Presented By O'Reilly and Cloudera
Make Data Work
March 28–29, 2016: Training
March 29–31, 2016: Conference
San Jose, CA

Designing a scalable real-time data platform using Akka, Spark Streaming, and Kafka

Alex Silva (Pluralsight)
4:20pm–5:00pm Wednesday, 03/30/2016
Spark & Beyond

Location: 210 A/E
Tags: real-time
Average rating: ***..
(3.94, 16 ratings)

With the advent of reliable streaming technologies, real-time data pipelines have become a crucial component of any robust data initiative today. Compared to a traditional Hadoop-centric data hub, these real-time stacks provide high-levels of system availability and data integrity coupled with very low latency queries without incurring the overhead of inflexible schemas and batch analysis lag.

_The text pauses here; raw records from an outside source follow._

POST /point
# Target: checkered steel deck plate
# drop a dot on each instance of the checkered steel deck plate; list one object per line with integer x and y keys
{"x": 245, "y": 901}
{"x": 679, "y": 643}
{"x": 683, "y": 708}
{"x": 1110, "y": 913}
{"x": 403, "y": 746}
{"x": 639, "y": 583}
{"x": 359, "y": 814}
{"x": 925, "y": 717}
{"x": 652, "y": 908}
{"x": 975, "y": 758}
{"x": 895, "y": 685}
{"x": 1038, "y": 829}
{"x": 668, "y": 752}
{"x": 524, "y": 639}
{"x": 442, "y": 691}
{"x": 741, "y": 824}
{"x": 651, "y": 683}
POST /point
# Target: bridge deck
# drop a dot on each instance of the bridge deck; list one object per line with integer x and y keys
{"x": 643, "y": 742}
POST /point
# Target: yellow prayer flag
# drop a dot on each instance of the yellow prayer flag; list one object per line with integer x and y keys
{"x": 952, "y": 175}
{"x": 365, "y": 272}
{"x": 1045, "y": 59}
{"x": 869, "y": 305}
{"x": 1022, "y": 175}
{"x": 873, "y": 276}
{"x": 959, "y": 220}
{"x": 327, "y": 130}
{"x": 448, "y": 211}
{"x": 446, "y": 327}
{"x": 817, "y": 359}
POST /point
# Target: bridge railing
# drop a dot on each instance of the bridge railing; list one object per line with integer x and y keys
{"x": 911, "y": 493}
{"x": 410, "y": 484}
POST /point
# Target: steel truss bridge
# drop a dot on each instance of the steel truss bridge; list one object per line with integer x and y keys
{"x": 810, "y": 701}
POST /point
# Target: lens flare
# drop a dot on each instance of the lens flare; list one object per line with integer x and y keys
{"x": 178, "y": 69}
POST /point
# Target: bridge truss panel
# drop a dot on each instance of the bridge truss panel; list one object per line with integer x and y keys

Alex Silva demonstrates how to use Kafka, Spark Streaming, Akka, and Hadoop to orchestrate a real-time stack and explains how data flows through this system. This real-time data platform combines a mix of open source technologies and home-grown services aimed at providing a full end-to-end solution, starting from flexible data-ingestion protocols to fast data analysis and queries.

Topics include:

  • External message providers, which connect to the platform through a data-ingestion service modeled as a robust actor system using Akka and Scala
  • Routing different backend systems, including Kafka and Druid
  • Spark Streaming, which is used to perform real-time complex analytical and scientific processing on the data
  • Exporting data for future processing into Hadoop
  • Querying and visualization
Photo of Alex Silva

Alex Silva

Pluralsight

Alex Silva is a chief data architect at Pluralsight, where he leads the development of the company’s data infrastructure and services. He’s been instrumental in establishing Pluralsight’s data initiative by architecting a platform to capture valuable insights on real-time video analytics while integrating several data sources within the business. He’s built a reputation as a passionate and pragmatic data evangelist. Previously, Alex was a principal data engineer at Rackspace, leading a team of developers building its data initiative, while establishing its big data platform by helping architect a solution to drive actionable insight on consumer behavior and product-usage trends and designing analytical models, APIs, and frameworks to deliver fanatical support, including a computational linguistics library to analyze and classify support chat logs; a principle software engineer at ESPN Emerging Technologies, where he architected and developed a distributed application to help basketball operators collect play-by-play records; and several senior-level engineering positions at Walt Disney World Internet Group, Pentaho, OutStart, and Travelatro.com. He’s Sun Certified as an enterprise architect for the J2EE platform and is a web component developer and a Java 2 programmer. He earned his bachelor’s degree in molecular biology and an MBA from the University of Central Florida in Orlando. When Alex is not programming, you’ll probably catch him with an athletic bag on his shoulders. He’s a little bit of a sports junkie, particularly a CrossFit addict, who’s been known to create an epidemic of fitness recovery, smoking cessation, and weight loss around him.